- The paper introduces low-complexity OVR systems leveraging FT-JNF architecture to enhance speech clarity in noisy environments.
- It utilizes phoneme-dependent data augmentation to reduce the need for extensive device-specific training data.
- Experimental results demonstrate significant gains with PESQ 2.58, ESTOI 0.78, and LSD 1.08 in comparison to baseline models.
Low-Complexity Own Voice Reconstruction for Hearables with an In-Ear Microphone
This paper presents an investigation into the development of low-complexity Own Voice Reconstruction (OVR) systems for hearable devices equipped with in-ear microphones. The authors propose variants of a Frequency-Time Joint Non-linear Filter (FT-JNF) architecture specifically designed to operate within the computational constraints typical of hearable devices. The research addresses the essential requirement of enhancing the quality and intelligibility of own voice captured amidst environmental noise, focusing on minimizing the amount of device-specific data required for training.
Context and Objectives
The central challenge addressed in the paper is the enhancement of speech signals captured by hearable devices in noisy environments. These devices typically use an outer microphone for capturing environmental noise and an in-ear microphone, which benefits from the occlusion effect but suffers from low-frequency amplification and band-limitation issues. Prior work leveraged deep learning models for OVR, often involving high computational complexity. The objective of this research is to develop low-complexity OVR systems that achieve significant speech quality improvements while using a limited amount of device-specific data for training.
Proposed Methodologies
The paper details the design and training of several low-complexity variants of the FT-JNF architecture. This architecture employs frequency-direction and time-direction LSTM layers to process the STFT coefficients of signals from both outer and in-ear microphones. Key features of the system include:
- Phoneme-Dependent Data Augmentation: To address the scarcity of device-specific recordings, the authors adapt a phoneme-specific relative transfer function (RTF) approach for generating simulated in-ear signals from clean speech datasets. This augmentation method allows for training with minimal device-specific data.

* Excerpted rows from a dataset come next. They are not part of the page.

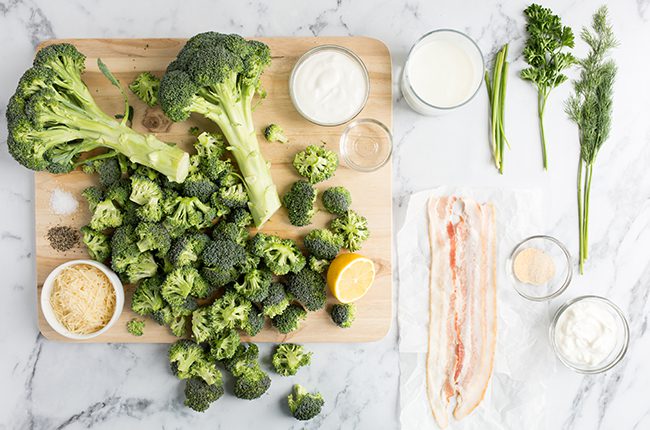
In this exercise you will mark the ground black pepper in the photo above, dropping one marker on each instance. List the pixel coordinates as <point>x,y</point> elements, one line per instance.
<point>63,238</point>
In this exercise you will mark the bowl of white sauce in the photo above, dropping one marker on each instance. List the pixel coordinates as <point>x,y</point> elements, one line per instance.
<point>589,334</point>
<point>329,85</point>
<point>443,71</point>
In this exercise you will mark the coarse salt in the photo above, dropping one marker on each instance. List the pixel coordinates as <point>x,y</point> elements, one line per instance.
<point>63,202</point>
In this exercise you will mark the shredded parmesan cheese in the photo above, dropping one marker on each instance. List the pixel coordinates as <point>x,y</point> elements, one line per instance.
<point>83,299</point>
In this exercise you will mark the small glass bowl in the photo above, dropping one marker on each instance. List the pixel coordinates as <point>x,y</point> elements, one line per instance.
<point>304,58</point>
<point>366,145</point>
<point>614,357</point>
<point>561,261</point>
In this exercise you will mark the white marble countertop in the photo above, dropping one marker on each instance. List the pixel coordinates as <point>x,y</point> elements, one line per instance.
<point>48,385</point>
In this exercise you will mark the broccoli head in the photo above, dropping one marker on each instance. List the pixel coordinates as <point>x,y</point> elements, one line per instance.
<point>289,357</point>
<point>299,201</point>
<point>316,163</point>
<point>308,287</point>
<point>304,405</point>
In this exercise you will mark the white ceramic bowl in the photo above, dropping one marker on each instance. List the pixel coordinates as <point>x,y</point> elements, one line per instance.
<point>46,292</point>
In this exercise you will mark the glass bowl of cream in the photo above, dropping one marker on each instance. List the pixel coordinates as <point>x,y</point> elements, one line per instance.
<point>329,85</point>
<point>540,268</point>
<point>589,334</point>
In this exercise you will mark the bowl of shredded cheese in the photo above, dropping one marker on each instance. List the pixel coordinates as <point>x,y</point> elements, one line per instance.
<point>82,299</point>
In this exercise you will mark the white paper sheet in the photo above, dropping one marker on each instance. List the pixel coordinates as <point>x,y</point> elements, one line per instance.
<point>515,398</point>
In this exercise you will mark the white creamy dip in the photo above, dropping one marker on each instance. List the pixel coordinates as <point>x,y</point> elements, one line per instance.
<point>329,86</point>
<point>587,332</point>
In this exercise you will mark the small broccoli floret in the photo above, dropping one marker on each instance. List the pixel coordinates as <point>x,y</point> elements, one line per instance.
<point>146,86</point>
<point>299,201</point>
<point>281,256</point>
<point>229,311</point>
<point>224,344</point>
<point>135,327</point>
<point>276,301</point>
<point>323,244</point>
<point>353,229</point>
<point>255,285</point>
<point>97,244</point>
<point>274,133</point>
<point>304,405</point>
<point>199,395</point>
<point>289,320</point>
<point>343,314</point>
<point>153,237</point>
<point>316,163</point>
<point>337,200</point>
<point>308,287</point>
<point>289,357</point>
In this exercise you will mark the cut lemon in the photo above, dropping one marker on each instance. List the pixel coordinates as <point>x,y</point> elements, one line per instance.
<point>350,276</point>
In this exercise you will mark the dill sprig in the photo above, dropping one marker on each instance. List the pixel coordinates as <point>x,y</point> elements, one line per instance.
<point>590,107</point>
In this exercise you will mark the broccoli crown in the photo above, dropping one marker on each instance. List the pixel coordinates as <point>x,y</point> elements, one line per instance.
<point>316,163</point>
<point>276,301</point>
<point>289,357</point>
<point>304,405</point>
<point>97,244</point>
<point>224,344</point>
<point>145,86</point>
<point>343,314</point>
<point>199,395</point>
<point>281,256</point>
<point>353,229</point>
<point>299,201</point>
<point>135,327</point>
<point>323,244</point>
<point>275,133</point>
<point>337,200</point>
<point>289,320</point>
<point>308,287</point>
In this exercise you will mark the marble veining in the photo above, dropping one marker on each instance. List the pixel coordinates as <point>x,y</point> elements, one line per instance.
<point>46,385</point>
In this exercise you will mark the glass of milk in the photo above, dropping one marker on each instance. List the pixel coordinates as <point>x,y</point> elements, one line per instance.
<point>443,71</point>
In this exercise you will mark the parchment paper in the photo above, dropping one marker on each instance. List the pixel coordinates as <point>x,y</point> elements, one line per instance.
<point>515,398</point>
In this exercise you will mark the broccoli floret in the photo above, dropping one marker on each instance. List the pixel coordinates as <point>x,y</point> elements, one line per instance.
<point>199,395</point>
<point>201,324</point>
<point>217,75</point>
<point>53,120</point>
<point>308,287</point>
<point>97,244</point>
<point>135,327</point>
<point>289,357</point>
<point>187,249</point>
<point>255,285</point>
<point>281,256</point>
<point>316,163</point>
<point>289,320</point>
<point>337,200</point>
<point>275,133</point>
<point>304,405</point>
<point>229,311</point>
<point>182,282</point>
<point>153,237</point>
<point>299,201</point>
<point>276,301</point>
<point>323,244</point>
<point>224,344</point>
<point>343,314</point>
<point>146,86</point>
<point>147,298</point>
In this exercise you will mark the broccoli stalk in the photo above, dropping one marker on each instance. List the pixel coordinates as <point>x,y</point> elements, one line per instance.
<point>217,76</point>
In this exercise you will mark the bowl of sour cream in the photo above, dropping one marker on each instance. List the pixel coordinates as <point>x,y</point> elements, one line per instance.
<point>589,334</point>
<point>329,85</point>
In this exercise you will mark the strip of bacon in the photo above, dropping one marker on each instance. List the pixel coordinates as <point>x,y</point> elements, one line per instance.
<point>462,307</point>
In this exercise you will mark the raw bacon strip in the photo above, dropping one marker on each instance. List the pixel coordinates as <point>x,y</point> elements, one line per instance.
<point>462,311</point>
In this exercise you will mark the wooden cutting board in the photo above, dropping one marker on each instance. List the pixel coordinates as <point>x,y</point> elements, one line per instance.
<point>371,192</point>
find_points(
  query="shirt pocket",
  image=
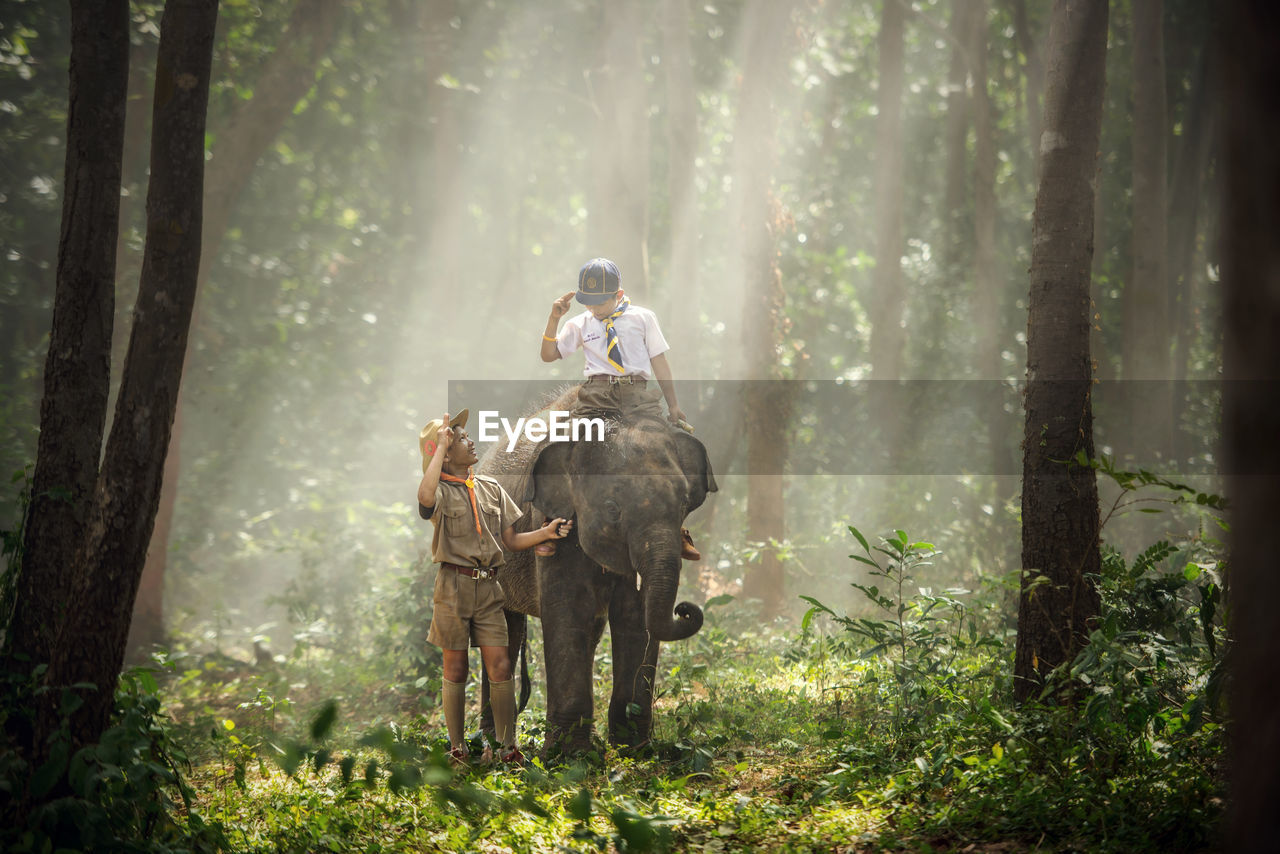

- Multiple Complexity Variants: Five variants of the FT-JNF system (XL, L, M, S, XS) are proposed, differing in the number of hidden units in their LSTM layers. These variants trade off size and computational complexity against performance to suit varying hardware capabilities.
- Low-Complexity Solutions: The emphasis is on creating models with low computational demands in terms of the number of parameters, MACs/s, and real-time factors, making these models feasible for implementation on hearable devices.
Experimental Setup
Evaluation of the proposed systems was carried out using a dataset recorded with the Hearpiece prototype hearable device. The dataset comprised recordings from 18 talkers, divided into training, validation, and test sets. Augmented training utilized a corpus of phoneme-labeled clean speech signals from the CommonVoice dataset. Performance metrics included wideband PESQ, ESTOI, and log-spectral distance (LSD), evaluated across varying SNR levels.
Results
The proposed FT-JNF variants demonstrated substantial improvements over unprocessed signals and baseline systems. Key findings include:
- Performance: The FT-JNF XL variant achieved the highest scores, with a PESQ of 2.58, ESTOI of 0.78, and an LSD of 1.08.
- Complexity: Lower-complexity variants (M, S, XS) also performed favorably, significantly outperforming baseline models like GCBFSNet in terms of a better trade-off between performance and computational load.
- Training Data: The experiments revealed that low-complexity systems required fewer device-specific recordings to achieve comparable performance improvements, indicating their practical usability with limited training data.
Implications and Future Directions
The findings from this research support the feasibility of low-complexity OVR systems for real-world deployment in hearable devices. The successful incorporation of phoneme-dependent data augmentation and efficient filter architectures can drive future advancements in personalized and robust speech enhancement technologies. Future work might explore further reducing computational requirements through model pruning, quantization, and optimization specific to diverse hearable hardware platforms. Additionally, extending the approach to handle broader classes of noise and real-time adaptability can further enhance practical applicability.
Overall, this paper presents a significant step towards practical, low-complexity solutions for improving speech communication in challenging acoustic environments using hearable devices.